Find all \(x, y \in \Z_+\) and primes \(p\) such that
\[p^x + 1 = y^2\]
Solution
We begin by rearranging and transforming our equation:
\[ \begin{aligned} p^x + 1 &= y^2 \\ p^x &= y^2 - 1 \\ p^x &= (y+1)(y-1) \end{aligned} \]
Therefore, we have
\[ \left.\begin{aligned} y+1&=p^a, a \in \Z_+ \\ y+1&=p^b, b \in \Z_+, a > b \end{aligned}\right\} \Longrightarrow (y+1)-(y-1) = p^a - p^b \Longrightarrow 2 = p^b(p^{a-b} - 1) \]
This leaves us with two cases:
- Case 1: \(p^b = 2; p^{a-b} - 1 = 1\).

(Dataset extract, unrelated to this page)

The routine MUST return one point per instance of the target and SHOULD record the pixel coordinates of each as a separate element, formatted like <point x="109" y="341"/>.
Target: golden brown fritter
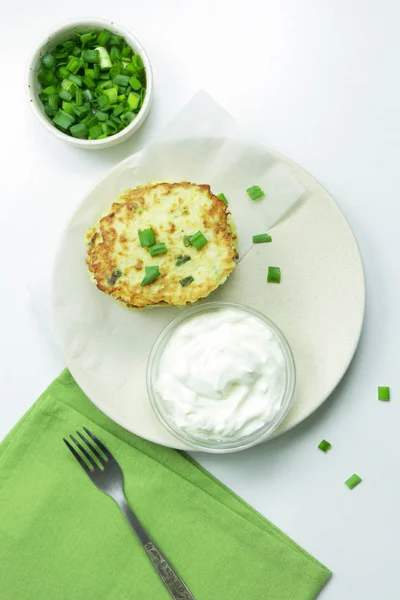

This gives us \(p=2,a=2,b=1\).
- Case 2: \(p^b = 1; p^{a-b} - 1 = 2\). This gives us \(p=3,a=1,b=0\).
And therefore the solutions are:
\[\begin{aligned} \textbf{p=2, x=3, y=3} \\ \textbf{p=3, x=1, y=2} \end{aligned}\]
And we are done.